Il Partito Unitario degli Affari ha bisogno dei suoi amministratori che devono essere capaci di andare al di là di ogni convinzione politica ed essere profondi cultori ed esecutori della gestione del potere per il potere, mostrando e rispettando la più ampia disponibilità a mettersi a servizio delle logiche di coloro che sono al vertice di questo Partito, anche consigliando e orientando l'individuazione e la realizzazione delle opportunità d'affari per il raggiungimento delle migliori convenienze mediante l'uso delle leve istituzionali ed amministrative, anche in contrasto con gli interessi generali del paese. E ancora meglio se questi amministratori hanno un'estrazione personale che gli consente di avere una maggiore capacità di intermediazione e di legittimazione per riuscire a gestire in modo traversale e consociativo le diverse componenti del Partito Unitario degli Affari.
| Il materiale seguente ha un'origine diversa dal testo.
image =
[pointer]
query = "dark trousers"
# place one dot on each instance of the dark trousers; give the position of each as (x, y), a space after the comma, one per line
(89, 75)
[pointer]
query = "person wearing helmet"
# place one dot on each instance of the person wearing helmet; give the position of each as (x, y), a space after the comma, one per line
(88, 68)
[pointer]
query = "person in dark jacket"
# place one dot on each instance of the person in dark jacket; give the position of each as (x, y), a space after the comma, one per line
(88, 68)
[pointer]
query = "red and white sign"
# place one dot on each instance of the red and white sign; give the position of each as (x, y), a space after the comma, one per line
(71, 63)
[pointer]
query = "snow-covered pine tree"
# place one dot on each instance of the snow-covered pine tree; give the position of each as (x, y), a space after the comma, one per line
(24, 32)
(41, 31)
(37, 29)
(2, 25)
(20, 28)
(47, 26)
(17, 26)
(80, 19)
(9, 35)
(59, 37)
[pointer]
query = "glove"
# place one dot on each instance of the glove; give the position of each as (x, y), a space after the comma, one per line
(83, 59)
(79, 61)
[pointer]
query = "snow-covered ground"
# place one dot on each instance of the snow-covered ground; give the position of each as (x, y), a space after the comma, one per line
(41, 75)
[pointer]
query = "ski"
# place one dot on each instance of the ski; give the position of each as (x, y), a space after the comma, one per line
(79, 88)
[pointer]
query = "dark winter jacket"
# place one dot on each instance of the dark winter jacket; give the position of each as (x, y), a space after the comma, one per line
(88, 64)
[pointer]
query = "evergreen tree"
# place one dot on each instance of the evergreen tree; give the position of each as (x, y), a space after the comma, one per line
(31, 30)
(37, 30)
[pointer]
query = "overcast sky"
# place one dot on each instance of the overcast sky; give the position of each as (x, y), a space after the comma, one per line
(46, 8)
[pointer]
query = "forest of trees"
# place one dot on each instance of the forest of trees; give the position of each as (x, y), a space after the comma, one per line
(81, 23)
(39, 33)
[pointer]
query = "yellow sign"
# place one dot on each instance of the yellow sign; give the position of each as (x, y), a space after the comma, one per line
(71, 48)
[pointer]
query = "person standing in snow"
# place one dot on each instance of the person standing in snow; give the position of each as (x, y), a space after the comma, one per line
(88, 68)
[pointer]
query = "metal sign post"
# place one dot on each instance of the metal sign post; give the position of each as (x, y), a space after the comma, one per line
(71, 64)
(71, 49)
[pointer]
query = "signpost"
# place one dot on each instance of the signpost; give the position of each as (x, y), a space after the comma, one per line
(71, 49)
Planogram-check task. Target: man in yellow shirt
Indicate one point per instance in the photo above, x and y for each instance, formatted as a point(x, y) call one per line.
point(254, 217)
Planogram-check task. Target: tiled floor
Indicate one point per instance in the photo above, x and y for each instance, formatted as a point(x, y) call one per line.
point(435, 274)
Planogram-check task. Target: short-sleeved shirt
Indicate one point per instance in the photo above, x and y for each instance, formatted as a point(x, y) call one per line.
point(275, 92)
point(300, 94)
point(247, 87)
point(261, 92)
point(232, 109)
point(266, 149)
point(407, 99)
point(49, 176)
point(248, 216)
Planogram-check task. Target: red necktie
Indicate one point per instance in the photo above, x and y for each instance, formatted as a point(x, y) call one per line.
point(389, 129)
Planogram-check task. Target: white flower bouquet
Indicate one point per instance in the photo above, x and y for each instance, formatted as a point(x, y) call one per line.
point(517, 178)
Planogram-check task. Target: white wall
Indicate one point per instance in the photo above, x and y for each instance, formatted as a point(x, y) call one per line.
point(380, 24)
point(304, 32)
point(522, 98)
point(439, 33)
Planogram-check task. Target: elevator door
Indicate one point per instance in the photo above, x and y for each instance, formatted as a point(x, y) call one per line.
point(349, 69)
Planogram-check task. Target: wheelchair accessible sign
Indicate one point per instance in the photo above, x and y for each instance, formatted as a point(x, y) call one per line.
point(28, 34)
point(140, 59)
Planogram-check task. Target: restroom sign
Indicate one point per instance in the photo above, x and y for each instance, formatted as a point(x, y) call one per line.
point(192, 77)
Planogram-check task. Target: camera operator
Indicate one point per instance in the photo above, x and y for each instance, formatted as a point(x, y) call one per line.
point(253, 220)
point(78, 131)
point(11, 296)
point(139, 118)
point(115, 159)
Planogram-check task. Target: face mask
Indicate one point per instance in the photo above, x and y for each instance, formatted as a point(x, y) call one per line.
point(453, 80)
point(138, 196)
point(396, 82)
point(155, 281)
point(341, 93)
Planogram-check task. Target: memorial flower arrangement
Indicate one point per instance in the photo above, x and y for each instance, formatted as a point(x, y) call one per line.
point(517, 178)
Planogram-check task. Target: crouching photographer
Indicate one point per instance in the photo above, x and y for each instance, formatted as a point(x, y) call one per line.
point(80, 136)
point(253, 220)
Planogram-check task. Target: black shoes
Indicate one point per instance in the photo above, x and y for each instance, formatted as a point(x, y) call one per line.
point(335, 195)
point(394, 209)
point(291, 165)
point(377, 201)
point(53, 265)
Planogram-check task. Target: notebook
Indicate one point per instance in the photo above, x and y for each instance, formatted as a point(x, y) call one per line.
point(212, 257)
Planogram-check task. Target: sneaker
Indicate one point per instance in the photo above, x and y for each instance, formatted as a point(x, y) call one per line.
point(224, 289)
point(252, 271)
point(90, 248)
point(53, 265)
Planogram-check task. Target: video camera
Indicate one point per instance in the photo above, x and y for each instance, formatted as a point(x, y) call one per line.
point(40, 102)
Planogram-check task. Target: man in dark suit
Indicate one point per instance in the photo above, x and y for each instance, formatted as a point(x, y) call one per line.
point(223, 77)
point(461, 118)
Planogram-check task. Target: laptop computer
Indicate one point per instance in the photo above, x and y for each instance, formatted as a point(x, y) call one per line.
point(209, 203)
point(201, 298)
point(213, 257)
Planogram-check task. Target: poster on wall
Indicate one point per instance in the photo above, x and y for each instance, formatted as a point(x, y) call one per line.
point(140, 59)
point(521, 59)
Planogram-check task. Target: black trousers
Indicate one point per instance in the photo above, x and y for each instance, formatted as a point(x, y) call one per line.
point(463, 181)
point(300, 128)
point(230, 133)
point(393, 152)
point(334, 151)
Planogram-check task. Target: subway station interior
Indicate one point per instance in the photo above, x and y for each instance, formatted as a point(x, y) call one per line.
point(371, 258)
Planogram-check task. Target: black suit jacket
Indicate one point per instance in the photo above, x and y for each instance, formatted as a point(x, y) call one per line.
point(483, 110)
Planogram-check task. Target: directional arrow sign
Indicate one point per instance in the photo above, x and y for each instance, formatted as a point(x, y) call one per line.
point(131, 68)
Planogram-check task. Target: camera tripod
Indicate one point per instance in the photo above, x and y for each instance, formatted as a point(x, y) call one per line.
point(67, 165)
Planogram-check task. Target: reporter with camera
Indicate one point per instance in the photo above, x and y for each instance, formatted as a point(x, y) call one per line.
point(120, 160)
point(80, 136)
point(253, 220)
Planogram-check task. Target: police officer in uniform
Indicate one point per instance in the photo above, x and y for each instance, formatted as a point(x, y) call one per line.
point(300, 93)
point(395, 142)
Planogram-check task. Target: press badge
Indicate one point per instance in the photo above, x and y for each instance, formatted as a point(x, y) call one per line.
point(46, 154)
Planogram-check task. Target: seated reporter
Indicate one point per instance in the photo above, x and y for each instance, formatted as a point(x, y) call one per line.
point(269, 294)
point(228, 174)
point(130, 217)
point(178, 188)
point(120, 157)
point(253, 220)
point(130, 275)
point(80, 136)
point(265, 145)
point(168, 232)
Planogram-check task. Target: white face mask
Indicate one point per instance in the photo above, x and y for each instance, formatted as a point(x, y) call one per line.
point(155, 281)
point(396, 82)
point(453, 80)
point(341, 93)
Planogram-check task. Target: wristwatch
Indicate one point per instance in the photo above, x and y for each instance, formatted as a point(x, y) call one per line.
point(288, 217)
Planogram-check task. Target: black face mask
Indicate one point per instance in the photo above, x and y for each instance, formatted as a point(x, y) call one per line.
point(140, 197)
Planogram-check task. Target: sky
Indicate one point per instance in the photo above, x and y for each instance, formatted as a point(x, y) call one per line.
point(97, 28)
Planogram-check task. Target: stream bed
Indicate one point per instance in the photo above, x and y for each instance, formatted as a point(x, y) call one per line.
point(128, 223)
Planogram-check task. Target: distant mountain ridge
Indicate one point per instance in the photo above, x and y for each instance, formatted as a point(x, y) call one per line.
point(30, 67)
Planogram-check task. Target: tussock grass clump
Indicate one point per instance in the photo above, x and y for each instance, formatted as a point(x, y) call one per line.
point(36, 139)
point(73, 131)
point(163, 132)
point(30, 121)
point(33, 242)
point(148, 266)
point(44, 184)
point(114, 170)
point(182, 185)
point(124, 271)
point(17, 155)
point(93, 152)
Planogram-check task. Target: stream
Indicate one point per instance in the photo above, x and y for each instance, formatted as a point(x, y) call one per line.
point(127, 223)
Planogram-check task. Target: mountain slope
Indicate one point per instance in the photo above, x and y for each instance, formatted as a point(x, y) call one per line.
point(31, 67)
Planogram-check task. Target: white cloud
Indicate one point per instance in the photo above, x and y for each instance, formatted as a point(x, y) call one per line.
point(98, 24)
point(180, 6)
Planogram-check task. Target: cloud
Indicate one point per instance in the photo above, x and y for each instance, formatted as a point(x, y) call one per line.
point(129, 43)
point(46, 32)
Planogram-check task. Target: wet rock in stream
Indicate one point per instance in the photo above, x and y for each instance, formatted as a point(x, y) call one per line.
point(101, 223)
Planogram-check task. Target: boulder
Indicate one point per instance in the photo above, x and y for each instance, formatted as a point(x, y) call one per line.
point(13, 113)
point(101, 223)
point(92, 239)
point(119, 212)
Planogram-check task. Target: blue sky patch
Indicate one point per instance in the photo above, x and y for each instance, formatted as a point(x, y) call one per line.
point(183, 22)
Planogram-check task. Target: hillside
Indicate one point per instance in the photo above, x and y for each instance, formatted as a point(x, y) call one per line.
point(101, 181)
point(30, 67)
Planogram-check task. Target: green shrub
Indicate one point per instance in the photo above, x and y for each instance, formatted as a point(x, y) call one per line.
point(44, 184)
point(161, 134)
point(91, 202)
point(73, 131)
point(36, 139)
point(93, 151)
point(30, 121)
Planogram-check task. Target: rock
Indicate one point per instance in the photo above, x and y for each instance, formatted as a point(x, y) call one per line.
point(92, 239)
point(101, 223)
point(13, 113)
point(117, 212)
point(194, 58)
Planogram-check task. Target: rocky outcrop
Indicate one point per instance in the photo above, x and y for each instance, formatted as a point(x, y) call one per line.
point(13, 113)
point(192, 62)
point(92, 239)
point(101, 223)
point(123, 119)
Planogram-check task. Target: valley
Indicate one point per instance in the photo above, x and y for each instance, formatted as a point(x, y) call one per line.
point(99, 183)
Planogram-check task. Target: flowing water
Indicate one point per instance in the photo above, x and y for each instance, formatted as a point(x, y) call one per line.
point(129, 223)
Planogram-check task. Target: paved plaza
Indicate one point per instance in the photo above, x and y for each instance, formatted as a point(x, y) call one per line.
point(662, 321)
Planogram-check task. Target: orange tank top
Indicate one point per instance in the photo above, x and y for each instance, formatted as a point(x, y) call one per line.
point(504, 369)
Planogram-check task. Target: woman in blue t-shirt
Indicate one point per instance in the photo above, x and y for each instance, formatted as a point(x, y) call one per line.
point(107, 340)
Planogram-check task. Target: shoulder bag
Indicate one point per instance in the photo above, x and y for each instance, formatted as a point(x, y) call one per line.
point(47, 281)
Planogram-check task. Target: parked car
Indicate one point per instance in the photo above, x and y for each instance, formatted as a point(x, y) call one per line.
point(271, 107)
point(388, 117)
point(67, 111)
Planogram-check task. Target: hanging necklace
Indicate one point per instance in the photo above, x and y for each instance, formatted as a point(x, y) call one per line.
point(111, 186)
Ma, come è già successo in passato, quando arrivano fasi di crisi molto profonde si riducono le risorse per alimentare la gestione degli affari ed è più difficile accontetare tutti coloro che compongono il Partito Unitario degli Affari facendo aumentare le difficoltà a tenere il tutto sotto controllo, senza conflitti e richieste insoddisfatte. E ciò può portare a far emergere le logiche e le dinamiche con cui funziona il Partito Unitario degli Affari anche con conseguenze giudiziarie oltre a ciò che finora aveva avuto solo un riscontro di natura giornalistica o pubblicistica senza tuttavia intaccare più di tanto la capacità di azione del Partito Unitario degli Affari.

In ogni caso, finché non si riuscirà a ridurre e controllare al meglio la spesa pubblica, a alienare gran parte del patrimonio pubblico non strumentale e funzionale alle attività dello Stato, ad abbattere drasticamente e strutturalmente il debito pubblico, a rendere più efficiente e semplificata la Pubblica Amministrazione e, inoltre ma non secondariamente, a togliere la governance delle banche dal legame organico ed irresponsabile con il potere politico, quello che potrà succedere è che si cambieranno gli amministratori ed esecutori di turno ma il Partito Unitario degli Affari continuerà a operare e dominare portando sempre di più l'Italia al declino economico ed al degrado civile ed istituzionale.